Meet Scripka and Kreth, learn what brought them to Georgia Tech, and discover what Grad SGA has accomplished and what it hopes to achieve.
- Major: Ph.D. in Materials Science and Engineering
- Year at Tech: 7th
- Hometown: Atlanta, Georgia
As president of Graduate SGA, Scripka represents the graduate student body and advocates for its needs to the senior administrators, faculty, and staff of Georgia Tech. He also manages all campuswide initiatives of Graduate SGA.
Scripka works with faculty and administrators to improve the lives and overall experience of all graduate students at Tech.
“I advocate for policy changes, initiatives, and programs that address the unique challenges that graduate students face,” he said. Scripka realizes that graduate students have different needs from undergrads. They are often funded by assistantships and fellowships and are on campus with a specific purpose.
Most graduate students at Tech are international, don’t live on campus, and take their classes within a single school. These three traits can lead to isolation within the graduate community, Scripka said. He wants to combat this by encouraging graduate students to get involved with SGA or other organizations.
Outside of SGA, Scripka is involved with PhD2Consulting Club, a divergent interest from his academic work. In the future, he plans to apply his knowledge of Materials Science and Engineering to a consulting or government-related field.
As is the case with many graduate students, Scripka started his path to graduate school as an undergraduate researcher.
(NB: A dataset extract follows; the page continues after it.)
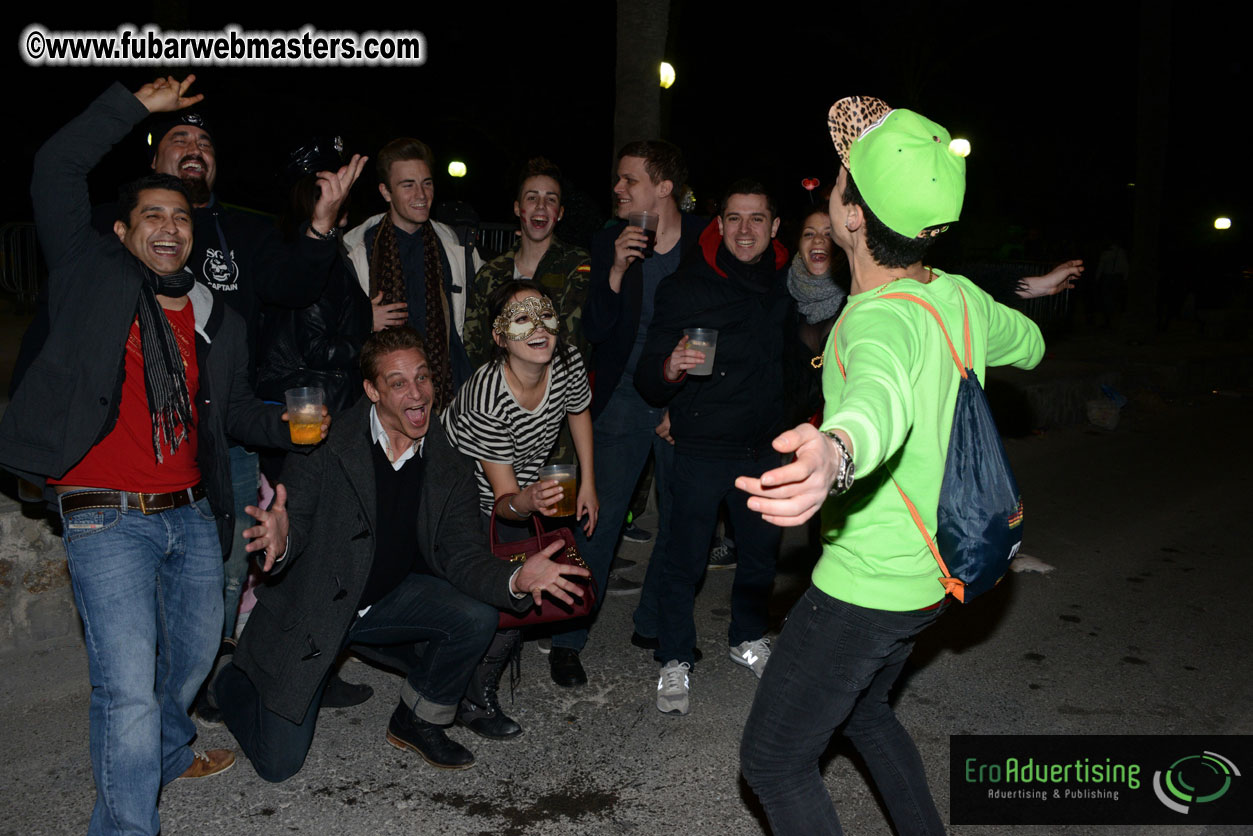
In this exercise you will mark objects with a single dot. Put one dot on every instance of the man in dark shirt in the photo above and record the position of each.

During his undergraduate studies at Tech, Scripka began participating in research. He was involved in a range of different research projects that were generally focused on "the dynamic mechanical responses of complex materials."
“Now, the goal of my research is to help us better understand how complex materials behave in extreme environments.” For example, Scripka studies the performance of titanium alloys applied in spaceships.
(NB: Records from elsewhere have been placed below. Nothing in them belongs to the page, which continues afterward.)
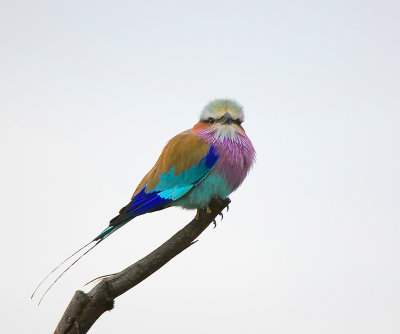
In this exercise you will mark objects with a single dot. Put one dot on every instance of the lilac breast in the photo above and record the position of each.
(236, 156)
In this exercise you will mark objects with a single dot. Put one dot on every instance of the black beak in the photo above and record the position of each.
(227, 119)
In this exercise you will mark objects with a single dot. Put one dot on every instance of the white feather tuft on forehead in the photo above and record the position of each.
(217, 109)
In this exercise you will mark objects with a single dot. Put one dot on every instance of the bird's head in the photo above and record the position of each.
(223, 118)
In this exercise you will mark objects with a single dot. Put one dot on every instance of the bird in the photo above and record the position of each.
(210, 160)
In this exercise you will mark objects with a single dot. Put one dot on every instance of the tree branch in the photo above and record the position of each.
(85, 308)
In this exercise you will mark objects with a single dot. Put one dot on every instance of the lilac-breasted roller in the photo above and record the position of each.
(210, 160)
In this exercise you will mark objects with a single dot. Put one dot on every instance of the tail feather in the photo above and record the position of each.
(103, 235)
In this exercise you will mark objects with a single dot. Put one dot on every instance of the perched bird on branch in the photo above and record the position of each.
(210, 160)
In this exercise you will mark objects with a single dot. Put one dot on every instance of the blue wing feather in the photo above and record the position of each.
(170, 188)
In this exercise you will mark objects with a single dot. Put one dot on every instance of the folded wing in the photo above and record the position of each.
(185, 162)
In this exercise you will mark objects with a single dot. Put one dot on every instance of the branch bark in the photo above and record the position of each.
(85, 308)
Outside of SGA, Scripka is involved with PhD2Consulting Club. In the future, he plans to apply his knowledge of Materials Science and Engineering to a consulting or government-related field. To first year students, he said, "It’s important to explore career paths outside of your degree and take elective classes in different fields to gain broad exposure in diverse areas". Scripka's interest in governmental work stems from his experience with Grad SGA, which he initially viewed as an organization outside of his comfort zone.
Scripka hopes graduate students will recognize their own ability to get involved and join the work of Graduate SGA.
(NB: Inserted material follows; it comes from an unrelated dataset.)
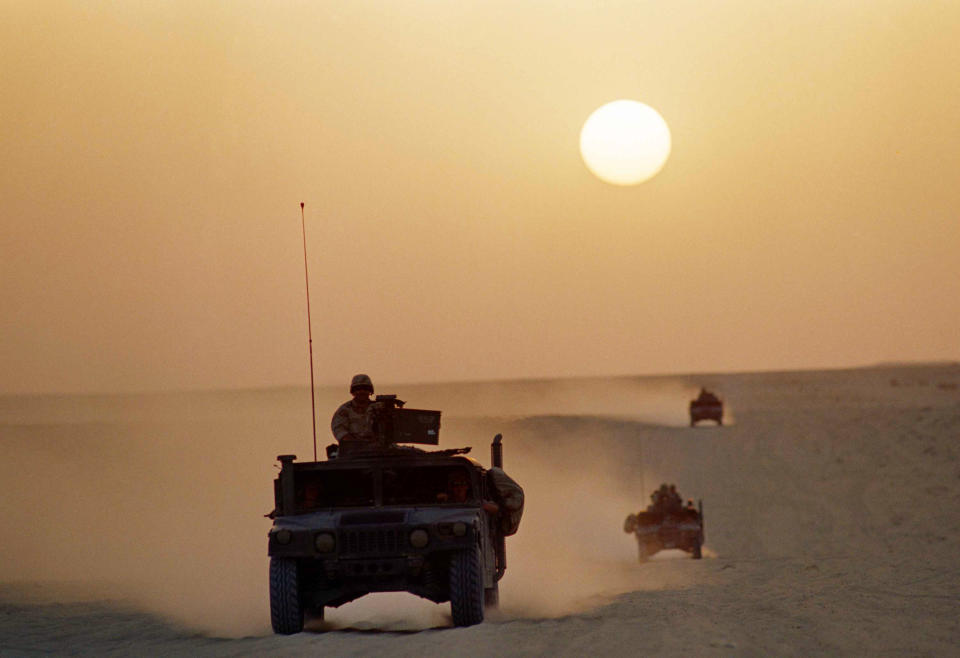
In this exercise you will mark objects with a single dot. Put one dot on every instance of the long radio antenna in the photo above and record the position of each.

“You can actually make a difference,” he said. “The administration really cares and is looking for graduate input.”
- Major: Ph.D. in Public Policy
- Year at Tech: 2nd
- Hometown: Monroe, Oregon
Kreth describes himself as “a sanguine Pacific Northwesterner who enjoys exploring parks throughout Atlanta.” His favorite memory of Tech has been rushing the football field after last year’s Florida State game, despite having a broken arm.
Kreth’s advice to freshmen is, “If you’re going to change your major, do it once and do it soon.”
After earning his bachelor’s degree at the University of Oregon, Kreth came to Tech to study public policy. He is researching state-level interventions in scientific and technological policy, both from a human capital and economic development approach, as well as higher education in rural development. Kreth was a teaching assistant for the course Government of the United States and is considering teaching as a potential career.
Kreth serves as executive vice president and chairman of the Graduate Student Senate for Graduate SGA. He plans to improve the quality, quantity, and accessibility of services offered to graduate students at Tech.
Kreth encourages other graduate students to get involved in SGA.
“There are tons of opportunities to gain leadership and make an impact on campus," he said. Kreth notes the culture difference between graduate and undergraduate students and is hoping to better the graduate experience. For Graduate SGA to accomplish this, though, graduate students need to give them input on what is important to them.
Both Scripka and Kreth are passionate about increasing services for graduate students specifically. Currently, they are focused on developing a “grad-only” space in both the renovated Student Center and Library. They believe that graduate students would greatly benefit from a more relaxed, controlled space.
In the past, Graduate SGA negotiated the Student Blue health care plan. This was a major accomplishment for Graduate SGA since graduate students are required to have health insurance by USG Institution policy. Now all students are eligible to receive important health services.